On 20 Jan 2014, at 23:40, Russell Standish wrote:

On Mon, Jan 20, 2014 at 12:33:31PM +0100, Bruno Marchal wrote:

On 20 Jan 2014, at 10:39, Russell Standish wrote:


The point about acting randomly is that clearly you are not optimising your utility. You a choosing something other than the optimum action,
so are behaving irrationally by definition.

Would that not mean that Solovay algorithm to find prime factors is
irrational?
Adding random oracle (and sometimes even just pseudo-random like in
Solovay algorithm) can make a non tractable problem into a tractable
one, with a low price (the result can be false with a low
probability).


Strictly speaking, rationality applies to agents, not algorithms. But
just as stochastic algorithms can provide good enough tractable
solutions to NP-hard problems, irrational strategies can provide good
enough solutions to NP-hard environmental problems.

OK. That's my point.





Yet, it could be a
beneficial strategy to do so, for all the reasons raised (fooling your
opponents, making a timely decision, and so on).

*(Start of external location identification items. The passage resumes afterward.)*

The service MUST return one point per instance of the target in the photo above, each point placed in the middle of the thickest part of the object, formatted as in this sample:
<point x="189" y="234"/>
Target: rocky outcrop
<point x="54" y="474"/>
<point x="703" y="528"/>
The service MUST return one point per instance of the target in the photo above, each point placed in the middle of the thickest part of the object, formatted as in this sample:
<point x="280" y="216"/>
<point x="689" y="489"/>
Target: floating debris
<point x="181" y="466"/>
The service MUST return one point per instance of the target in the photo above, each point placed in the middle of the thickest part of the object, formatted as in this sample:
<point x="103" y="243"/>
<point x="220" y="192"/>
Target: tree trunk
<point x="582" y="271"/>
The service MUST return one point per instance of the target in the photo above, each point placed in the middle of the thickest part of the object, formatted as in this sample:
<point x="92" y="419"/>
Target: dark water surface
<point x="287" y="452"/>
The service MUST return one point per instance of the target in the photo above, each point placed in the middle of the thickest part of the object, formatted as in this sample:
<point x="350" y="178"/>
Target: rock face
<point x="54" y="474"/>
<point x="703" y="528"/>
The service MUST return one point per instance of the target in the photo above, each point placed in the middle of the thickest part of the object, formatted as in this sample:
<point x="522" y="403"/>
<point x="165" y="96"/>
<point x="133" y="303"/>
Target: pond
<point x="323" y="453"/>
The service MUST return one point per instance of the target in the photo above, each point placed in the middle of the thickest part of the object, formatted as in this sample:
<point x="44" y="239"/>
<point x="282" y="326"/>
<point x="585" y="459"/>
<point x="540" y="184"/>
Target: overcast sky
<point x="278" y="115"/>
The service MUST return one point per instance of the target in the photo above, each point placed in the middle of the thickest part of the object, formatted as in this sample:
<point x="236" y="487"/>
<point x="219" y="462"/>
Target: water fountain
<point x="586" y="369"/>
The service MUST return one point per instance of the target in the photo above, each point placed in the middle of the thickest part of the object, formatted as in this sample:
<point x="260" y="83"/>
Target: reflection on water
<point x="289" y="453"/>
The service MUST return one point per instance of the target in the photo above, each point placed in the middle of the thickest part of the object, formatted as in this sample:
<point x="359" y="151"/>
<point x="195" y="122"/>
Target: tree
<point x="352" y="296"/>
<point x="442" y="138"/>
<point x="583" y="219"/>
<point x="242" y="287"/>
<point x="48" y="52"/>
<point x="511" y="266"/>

OK. But that shows that it was rational, after all. I think it is
just means that you might have used a too much contrived notion of
rationality.


It is the definition employed in economics, agent modelling, game
theory, cognitive science. It is at least precisely defined, as
opposed to the fuzzy notion you and others seem to be defending.

I have not given any notion of rationality in this thread.
Now that you mention this, I usually defined rational by B(p->q) -> (Bp -> Bq).

It makes the belief in the propositions within G* minus G, irrational, for a machine, and I explain the power and key role of those irrational power. (the theological, in a large sense, beliefs).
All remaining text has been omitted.